SEP IRAs: If you are self-employed or a small business owner, City Securities Corporation professionals can help you open and maintain an IRA for yourself as well as your employees by opening what is called a SEP IRA. Under this type of plan, the employer contributes equal percentages to each employee as he or she contributes to his or her own SEP IRA. With a SEP you can:
-
Take advantage of generous contribution limits. You decide each year the percentage you wish to contribute, up to the lesser of 25% of compensation or $40,000 per eligible employee.
-
Shelter income from taxes. All contributions are tax-deductible; earnings are tax-deferred.
-
Ensure cost flexibility. There are no requirements on the frequency or amount of contributions. Plus, you are only obligated to contribute for eligible employees.
-
Attract and reward eligible employees. You are only required to contribute for employees who: 1) are age 21 or over; 2) earned at least $300 in 2002; and 3) have worked for you three of the last five years. You may designate less restrictive requirements to some degree.
SIMPLE IRAs: Some retirement plans have often appeared too complicated and costly for small companies to set up and maintain. That is why Congress designed the SIMPLE (Savings Incentive Match Plan for Employees) IRA – so that small companies can overcome the perceived hurdles to offering a retirement plan.

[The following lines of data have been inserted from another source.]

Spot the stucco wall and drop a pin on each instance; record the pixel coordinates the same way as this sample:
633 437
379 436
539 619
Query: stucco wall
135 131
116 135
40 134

A SIMPLE IRA is easy to set up and easy to administer. Unlike many retirement plans, this one has no complicated government reporting or filing requirements. A SIMPLE IRA offers real tax advantages for employers as well as employees. Contributions are tax-deductible for your company and pre-tax for your employees…and any earnings can grow tax-deferred. Participants can choose how to invest the money in their SIMPLE IRAs and control their own retirement savings. Employee contributions are voluntary, up to $8000 per year, may not exceed 100% of compensation and may be changed with appropriate notice as defined in your plan. There are no complex formulas for vesting. Your company has two different options for making the required contributions to your employees’ SIMPLE accounts. Rules regarding distributions from a SIMPLE IRA are identical to those from an IRA in these three situations:
-
Participants are allowed to begin taking distributions, penalty-free, at age 59 ½
-
Withdrawals prior to age 59 ½ are subject to a 10% tax penalty
-
Participants may choose to wait and give their SIMPLE IRA more opportunity for compounded growth, but they must begin taking distributions by age 70 ½
The rules differ in this situation: Distributions are subject to a 25% early-withdrawal penalty, regardless of age, when they are taken within two years of when an employee begins participating in the SIMPLE IRA plan.
Businesses of any type – medical, legal, architectural, consulting firms, advertising, agencies, small manufacturers, real estate agents, car dealers, restaurants and not-for-profits (just a few examples) – may establish a SIMPLE IRA if they meet certain criteria.